И тут Владимир, сидевший сейчас на Бобровом месте, преодолевая робость и сильно покраснев, подал голос:

—  А нельзя друга нашего пронского попросить?

—  Какого там еще дру...  — начал досадливо морщиться Василий Василич, но вдруг ошалело уставился на Владимира через стол и не договорил слова,  — Князь-Владимира?!  — и рывком к митрополиту:  — А?!!

Митрополит не изменил позы, молчал, но и в его глазах появилось что-то веселое. Он по своему обычаю стал похлопывать ладонью по ручке креслица:

—  А что ж... Над этим стоит помыслить.

—  Стоит, отче, стоит,  — поддакнул Феофаныч,  — тем более, что другого-то, пожалуй, ничего и не отыщешь.

—  А он согласится?  — спросил осторожный Добрынс-кий.  — Он с Олегом вместе не сбежал?

—  Не может такого быть!  — горячо вскрикнул Владимир и опять покраснел и замолчал.

—  Не должно,  — проворчал Квашня,  — Тебе, чай, лучше всех известно, сколько мы на него денег потратили.

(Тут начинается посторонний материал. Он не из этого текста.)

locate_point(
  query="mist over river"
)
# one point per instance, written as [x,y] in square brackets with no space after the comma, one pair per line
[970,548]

—  Немало,  — усмехнулся казначей.

 

* * *

Московское войско, подошедшее к Переяславлю Рязанскому, не выказало никаких враждебных намерений. Город, конечно, был жалок: посады брошены, хотя не сожжены, народу на стенах кремля совсем не густо, да и те вида вовсе не военного  — бери все голыми руками. Но москвичи не только к стенам не подступили, но и посады грабить не кинулись. Встали лагерем в некотором отдалении, выслали к стенам парламентеров. Кричали насчет переговоров с князем. Просили выйти для разговора или послов принять. Со стен отвечали, что князя в городе нет, пусть ищут его в другом месте. Но москвичи продолжали настаивать, упирая на то, что рязанцы должны позаботиться о пленных, особенно раненых, что война кончена, все рязанское войско в плену и нечего ерепениться, тем более если князь Олег сбежал и вас бросил.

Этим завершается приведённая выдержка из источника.